Hi everyone, I am new to the CUDA paradigm and am excited about its implications in the realm of computer vision and beyond. I am encountering an error that I cannot pinpoint the cause of, one which allows my program to compile and execute correctly, while causes the Nsight 4 for Visual Studio debugger to choke. When it does so, it stops progressing after the gaussConvolve kernel call in the fillScaleSpace function, while sometimes allowing it to execute twice (I observed this behavior through printf instrumentation). The debugger does not raise exceptions of any kind, and there is no information present in the Output or Locals windows.

My intuition tells me it has something to do with the fashion in which I have arranged the kernel calls, perhaps due to nested/dynamic fashion of the dimension parameters being passed to them. However, I still cannot reason why Nsight would encounter this error if the program correctly executes.

Thanks for your time, any help would be appreciated.

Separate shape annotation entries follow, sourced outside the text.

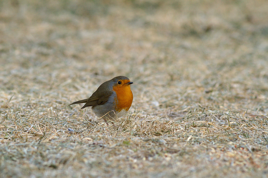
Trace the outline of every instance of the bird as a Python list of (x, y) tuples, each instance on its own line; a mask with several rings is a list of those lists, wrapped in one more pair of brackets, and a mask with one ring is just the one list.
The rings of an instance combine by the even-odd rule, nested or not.
[(115, 121), (124, 115), (131, 106), (133, 95), (130, 85), (133, 83), (124, 76), (116, 77), (101, 84), (90, 97), (74, 102), (68, 106), (85, 103), (81, 109), (91, 107), (92, 110), (99, 118), (104, 116)]

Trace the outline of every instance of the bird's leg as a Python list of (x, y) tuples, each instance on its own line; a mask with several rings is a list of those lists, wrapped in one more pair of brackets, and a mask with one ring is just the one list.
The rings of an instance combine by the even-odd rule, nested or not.
[(108, 124), (108, 123), (107, 122), (107, 121), (106, 120), (106, 119), (103, 119), (104, 120), (104, 121), (105, 121), (105, 123), (106, 123), (106, 124), (107, 124), (107, 126), (109, 127), (109, 125)]

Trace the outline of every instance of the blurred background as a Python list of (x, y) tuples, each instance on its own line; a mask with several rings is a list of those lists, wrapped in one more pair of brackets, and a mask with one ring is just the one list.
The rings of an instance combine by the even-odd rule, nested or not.
[(267, 9), (265, 0), (0, 1), (2, 107), (66, 108), (124, 75), (132, 112), (267, 114)]

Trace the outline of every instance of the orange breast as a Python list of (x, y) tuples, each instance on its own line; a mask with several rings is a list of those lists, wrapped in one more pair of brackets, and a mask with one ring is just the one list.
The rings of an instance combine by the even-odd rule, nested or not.
[[(123, 81), (124, 83), (130, 81), (127, 80), (125, 80), (126, 81)], [(118, 112), (120, 112), (123, 109), (128, 111), (131, 106), (133, 100), (133, 95), (130, 85), (123, 85), (121, 86), (116, 86), (113, 88), (116, 93), (116, 98), (115, 100), (116, 110)]]

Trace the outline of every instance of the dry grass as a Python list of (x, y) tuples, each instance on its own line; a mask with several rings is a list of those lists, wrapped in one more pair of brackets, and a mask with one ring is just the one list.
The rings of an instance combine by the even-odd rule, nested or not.
[[(267, 9), (0, 1), (1, 177), (267, 177)], [(67, 106), (120, 75), (134, 98), (114, 125)]]

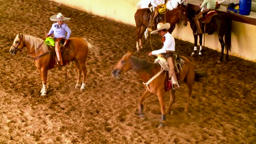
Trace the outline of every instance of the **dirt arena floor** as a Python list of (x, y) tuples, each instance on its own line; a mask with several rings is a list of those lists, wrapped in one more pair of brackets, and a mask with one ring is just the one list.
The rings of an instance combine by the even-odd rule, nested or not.
[[(187, 118), (188, 90), (181, 83), (173, 113), (158, 129), (157, 97), (146, 100), (147, 118), (141, 120), (141, 81), (133, 71), (119, 79), (111, 75), (127, 51), (145, 58), (151, 51), (150, 41), (143, 40), (144, 48), (135, 52), (135, 27), (47, 1), (0, 2), (0, 143), (255, 143), (255, 63), (234, 56), (217, 63), (220, 53), (208, 49), (191, 57), (193, 45), (176, 39), (177, 53), (208, 77), (195, 83)], [(48, 95), (39, 97), (42, 82), (26, 47), (14, 56), (9, 50), (19, 32), (43, 39), (53, 23), (49, 17), (59, 12), (71, 18), (72, 36), (86, 38), (100, 55), (89, 55), (84, 92), (74, 88), (71, 63), (49, 70)], [(160, 40), (152, 36), (155, 49)]]

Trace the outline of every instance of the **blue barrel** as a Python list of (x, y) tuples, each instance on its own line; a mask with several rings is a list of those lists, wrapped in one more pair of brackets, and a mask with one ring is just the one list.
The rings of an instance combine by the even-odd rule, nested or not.
[(239, 1), (239, 14), (243, 15), (250, 14), (252, 7), (252, 0)]

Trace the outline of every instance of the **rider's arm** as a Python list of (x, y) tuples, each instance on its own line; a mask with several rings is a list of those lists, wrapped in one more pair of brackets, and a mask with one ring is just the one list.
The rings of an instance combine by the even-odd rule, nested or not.
[(48, 35), (51, 35), (51, 34), (54, 34), (54, 23), (53, 23), (53, 24), (51, 25), (51, 29), (50, 29), (50, 31), (49, 31), (49, 33), (48, 33), (48, 34), (47, 34)]
[(70, 37), (70, 35), (71, 35), (71, 30), (70, 30), (69, 28), (67, 25), (65, 25), (64, 26), (64, 29), (66, 30), (67, 32), (67, 36), (66, 37), (66, 39), (68, 39)]
[(170, 38), (166, 38), (165, 41), (164, 42), (164, 46), (162, 46), (162, 49), (152, 51), (152, 55), (155, 55), (158, 54), (160, 54), (162, 53), (166, 52), (166, 50), (167, 50), (167, 48), (170, 47), (170, 45), (172, 44), (172, 39)]
[(208, 2), (209, 0), (204, 0), (203, 3), (201, 4), (200, 7), (201, 8), (205, 7), (207, 3)]

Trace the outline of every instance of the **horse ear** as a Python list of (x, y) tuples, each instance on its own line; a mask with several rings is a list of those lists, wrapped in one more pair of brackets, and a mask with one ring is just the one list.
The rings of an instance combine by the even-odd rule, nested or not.
[(19, 39), (21, 39), (22, 38), (22, 34), (21, 33), (19, 33), (18, 35), (19, 35)]
[(130, 57), (131, 56), (132, 52), (129, 51), (127, 53), (127, 57)]

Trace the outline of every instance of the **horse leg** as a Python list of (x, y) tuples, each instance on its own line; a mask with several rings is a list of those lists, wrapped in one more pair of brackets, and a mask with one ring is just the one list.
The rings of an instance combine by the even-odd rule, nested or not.
[(198, 55), (201, 55), (202, 52), (203, 52), (202, 46), (202, 34), (199, 35), (199, 44), (200, 45), (200, 49), (199, 50), (199, 53), (198, 53)]
[(139, 49), (142, 49), (143, 48), (142, 46), (142, 35), (145, 32), (146, 29), (147, 28), (147, 27), (145, 26), (145, 25), (142, 25), (141, 27), (141, 32), (139, 32)]
[(142, 119), (145, 119), (145, 114), (143, 113), (143, 105), (142, 103), (147, 98), (151, 95), (152, 95), (152, 93), (147, 89), (139, 98), (138, 113), (139, 114), (139, 117)]
[(159, 92), (158, 93), (158, 100), (161, 107), (161, 122), (158, 126), (159, 128), (163, 128), (165, 127), (165, 122), (166, 121), (166, 112), (165, 112), (165, 97), (164, 92)]
[(191, 53), (190, 56), (193, 57), (197, 52), (197, 35), (194, 34), (194, 52)]
[(226, 61), (228, 61), (229, 60), (229, 50), (228, 50), (226, 49)]
[(225, 43), (223, 40), (223, 36), (221, 36), (219, 35), (219, 41), (220, 43), (220, 45), (222, 46), (222, 53), (220, 54), (220, 58), (219, 60), (218, 61), (218, 62), (222, 62), (222, 59), (223, 59), (223, 55), (224, 55), (224, 50), (225, 48)]
[(145, 36), (145, 39), (147, 39), (148, 37), (148, 29), (146, 28), (145, 32), (144, 32), (144, 36)]
[(136, 48), (137, 51), (139, 51), (139, 33), (141, 32), (141, 27), (136, 27)]
[(188, 112), (189, 107), (189, 99), (190, 99), (191, 95), (192, 94), (192, 86), (193, 83), (187, 83), (188, 88), (189, 89), (189, 91), (188, 93), (188, 100), (187, 100), (186, 106), (185, 106), (185, 112), (187, 113)]
[(77, 84), (75, 85), (75, 88), (78, 88), (81, 86), (80, 79), (81, 79), (82, 70), (78, 62), (75, 59), (74, 60), (74, 64), (75, 68), (77, 68), (78, 73)]
[(45, 96), (47, 93), (47, 74), (48, 69), (44, 68), (41, 68), (40, 70), (41, 79), (43, 87), (41, 89), (41, 96)]
[[(167, 113), (167, 114), (171, 113), (171, 115), (172, 115), (173, 113), (173, 110), (172, 106), (175, 100), (175, 91), (171, 89), (170, 90), (170, 102), (169, 102), (169, 104), (168, 105), (168, 107), (166, 110), (166, 113)], [(171, 110), (172, 110), (171, 112)]]
[[(85, 59), (86, 59), (86, 58)], [(86, 65), (85, 65), (85, 61), (78, 61), (79, 63), (80, 67), (81, 68), (83, 77), (83, 83), (80, 89), (81, 91), (83, 92), (85, 89), (85, 81), (86, 80), (87, 75), (87, 69)]]

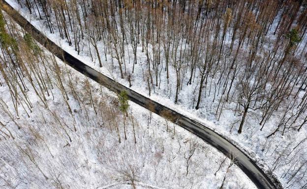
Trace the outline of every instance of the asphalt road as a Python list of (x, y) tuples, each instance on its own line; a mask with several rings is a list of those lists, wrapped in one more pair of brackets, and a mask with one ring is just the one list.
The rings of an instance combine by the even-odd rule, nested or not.
[[(250, 160), (248, 155), (222, 136), (205, 125), (198, 123), (176, 111), (141, 95), (86, 65), (47, 38), (34, 26), (14, 10), (4, 0), (0, 0), (0, 2), (1, 2), (0, 3), (1, 8), (12, 17), (17, 23), (27, 32), (31, 33), (33, 38), (38, 42), (75, 70), (103, 84), (112, 91), (118, 92), (125, 90), (130, 100), (147, 109), (153, 110), (154, 113), (162, 117), (165, 117), (165, 114), (161, 113), (161, 111), (168, 111), (172, 115), (170, 117), (169, 116), (167, 117), (170, 121), (176, 122), (177, 124), (202, 138), (228, 157), (231, 158), (234, 156), (236, 164), (258, 189), (282, 189), (279, 181), (271, 174), (265, 173), (252, 160)], [(152, 105), (154, 105), (154, 110), (150, 108), (152, 107)], [(201, 160), (199, 160), (201, 161)]]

void fillScaleSpace(uchar**** scaleSpace, uint** octaveDims, uint octaves, uint scales)
{
	dim3 blockDims(16, 16, 1);

	for(uint oct = 0; oct < octaves; oct++)
	{
		dim3 gridDims((uint) ceil((double)((octaveDims[oct][0])/blockDims.x)), (uint) ceil((double)((octaveDims[oct][1])/blockDims.y)), 1);
		for(uint scl = 0; scl < (scales-1); scl++)
		{
			gaussConvolve<<<gridDims, blockDims>>>(scaleSpace, oct, scl, scl+1, octaveDims[oct][0], octaveDims[oct][1]);
			cudaDeviceSynchronize();
			if ((scl == 2) && (oct < (octaves-1)))
			{
				halfSize<<<gridDims, blockDims>>>(scaleSpace, octaveDims, oct);
				cudaDeviceSynchronize();
			}
		}
	}
}